Background: Successive severe acute respiratory syndrome coronavirus 2 (SARS-CoV-2) variants have caused severe disease in long-term care facility (LTCF) residents. Primary vaccination provides strong short-term protection, but data are limited on duration of protection following booster vaccines, particularly against the Omicron variant. We investigated the effectiveness of booster vaccination against infections, hospitalizations, and deaths among LTCF residents and staff in England. Methods: We included residents and staff of LTCFs within the VIVALDI study (ISRCTN 14447421) who underwent routine, asymptomatic testing (December 12, 2021–March 31, 2022). Cox regression was used to estimate relative hazards of SARS-CoV-2 infection, and associated hospitalization and death at 0–13, 14–48, 49–83, 84–111, 112–139, and 140+ days after dose 3 of SARS-CoV-2 vaccination compared with 2 doses (after 84+ days), stratified by previous SARS-CoV-2 infection and adjusting for age, sex, LTCF capacity, and local SARS-CoV-2 incidence. Results: A total of 14 175 residents and 19 793 staff were included.
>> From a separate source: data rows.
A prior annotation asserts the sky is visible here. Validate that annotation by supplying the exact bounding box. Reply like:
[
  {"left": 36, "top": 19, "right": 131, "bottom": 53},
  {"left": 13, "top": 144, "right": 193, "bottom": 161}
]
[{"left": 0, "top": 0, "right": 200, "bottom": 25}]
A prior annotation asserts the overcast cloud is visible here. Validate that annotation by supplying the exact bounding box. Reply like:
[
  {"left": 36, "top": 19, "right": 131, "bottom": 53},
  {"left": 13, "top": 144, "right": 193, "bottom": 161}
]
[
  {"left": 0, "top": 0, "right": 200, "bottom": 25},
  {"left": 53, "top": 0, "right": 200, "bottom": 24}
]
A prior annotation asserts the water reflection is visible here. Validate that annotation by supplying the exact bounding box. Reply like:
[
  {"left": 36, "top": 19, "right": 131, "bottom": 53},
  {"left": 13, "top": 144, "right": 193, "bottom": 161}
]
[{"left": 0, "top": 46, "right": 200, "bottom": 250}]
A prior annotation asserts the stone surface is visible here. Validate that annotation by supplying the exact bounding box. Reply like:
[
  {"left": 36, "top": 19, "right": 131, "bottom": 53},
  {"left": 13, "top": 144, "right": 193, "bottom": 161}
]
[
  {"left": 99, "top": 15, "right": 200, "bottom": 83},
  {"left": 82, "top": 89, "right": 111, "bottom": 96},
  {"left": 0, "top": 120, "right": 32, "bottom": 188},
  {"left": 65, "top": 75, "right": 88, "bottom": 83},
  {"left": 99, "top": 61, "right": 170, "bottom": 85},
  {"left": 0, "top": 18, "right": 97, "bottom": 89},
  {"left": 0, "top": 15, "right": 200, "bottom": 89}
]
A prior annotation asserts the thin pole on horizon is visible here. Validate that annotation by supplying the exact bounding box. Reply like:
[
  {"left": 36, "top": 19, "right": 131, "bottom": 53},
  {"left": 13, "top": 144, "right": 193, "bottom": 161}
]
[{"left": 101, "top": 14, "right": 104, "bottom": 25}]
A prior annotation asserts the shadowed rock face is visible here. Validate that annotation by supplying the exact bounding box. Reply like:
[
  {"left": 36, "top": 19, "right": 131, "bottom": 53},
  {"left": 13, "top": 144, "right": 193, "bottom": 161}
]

In residents without prior SARS-CoV-2 infection, infection risk was reduced 0–111 days after the first booster, but no protection was apparent after 112 days. Additional protection following booster vaccination waned but was still present at 140+ days for COVID-associated hospitalization (adjusted hazard ratio [aHR], 0.20; 95% CI, 0.06–0.63) and death (aHR, 0.50; 95% CI, 0.20–1.27). Most residents (64.4%) had received primary course vaccine of AstraZeneca, but this did not impact pre- or postbooster risk. Staff showed a similar pattern of waning booster effectiveness against infection, with few hospitalizations and no deaths. Conclusions: Our findings suggest that booster vaccination provided sustained protection against severe outcomes following infection with the Omicron variant, but no protection against infection from 4 months onwards. Ongoing surveillance for SARS-CoV-2 in LTCFs is crucial.

Type: Article
Title: Clinical effectiveness of SARS-CoV-2 booster vaccine against Omicron infection in residents and staff of Long-Term Care Facilities: a prospective cohort study (VIVALDI)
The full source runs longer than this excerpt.